In November, recuperating at his uncle’s house as his father would not have him at his, Alec learned that his acquaintance from Barra had written two books, one about his travels and the other about the exotic palms. Alec read both and liked them very much. They had shared a rare and terrible thing, Alec thought: all they’d gathered of the astonishing fauna of the Amazon, both quick and dead, turned into ash on the sea. Alec wrote to him, in England.

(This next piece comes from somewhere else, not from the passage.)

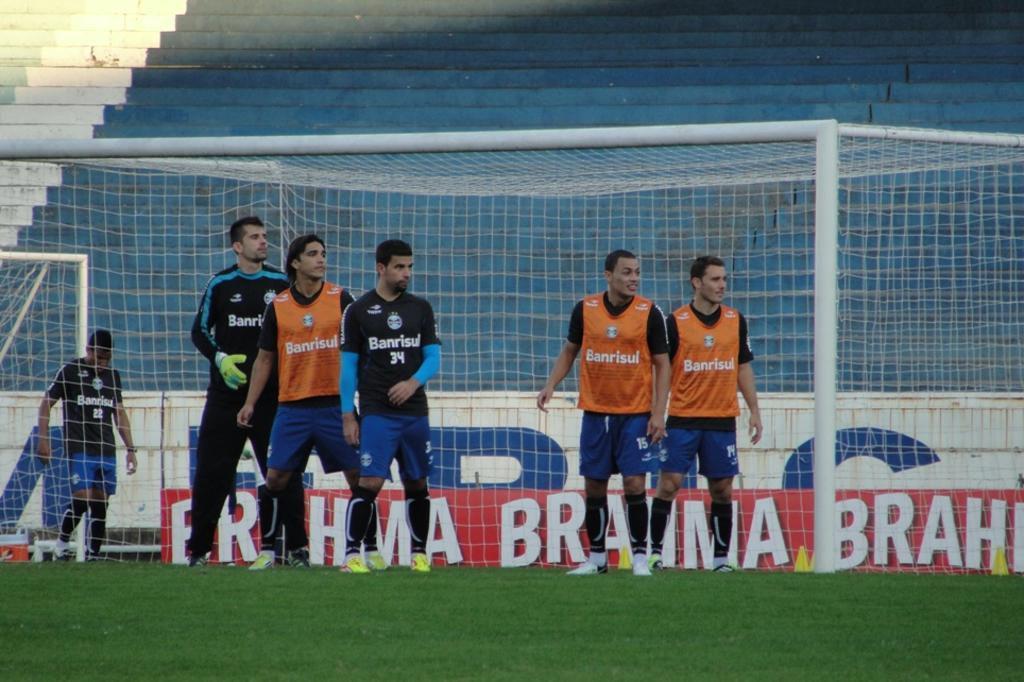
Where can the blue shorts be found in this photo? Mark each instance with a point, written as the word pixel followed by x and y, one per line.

Dear Mr. Wallace: I expect you will not remember me, but we passed a pleasant evening together in Barra in September 1851. I was the young American man heading up the Rio Negro in search of specimens. I write both to express my admiration for your recent books, and to record an astonishing coincidence. You will hardly believe what happened to me on my journey home …
Wallace wrote back.
Dear Alec: My sympathies on the distressing loss of your collections. No one who has not been through this himself can understand. Beyond the horrors of the fire itself, the terrible loss of animal life, and the substantial financial blow is this fact, so difficult to explain: That each specimen lost represents a double death. Our hunting always had a point; each bird we shot and butterfly we netted was in the service of science. But burnt, they now serve no one. It is very hard. I thank you for your kind words about my books. I plan to head, this coming spring, for the Malay Archipelago: an area hardly explored at all, which should prove extremely rich for our purposes. Perhaps you might like to consider this yourself?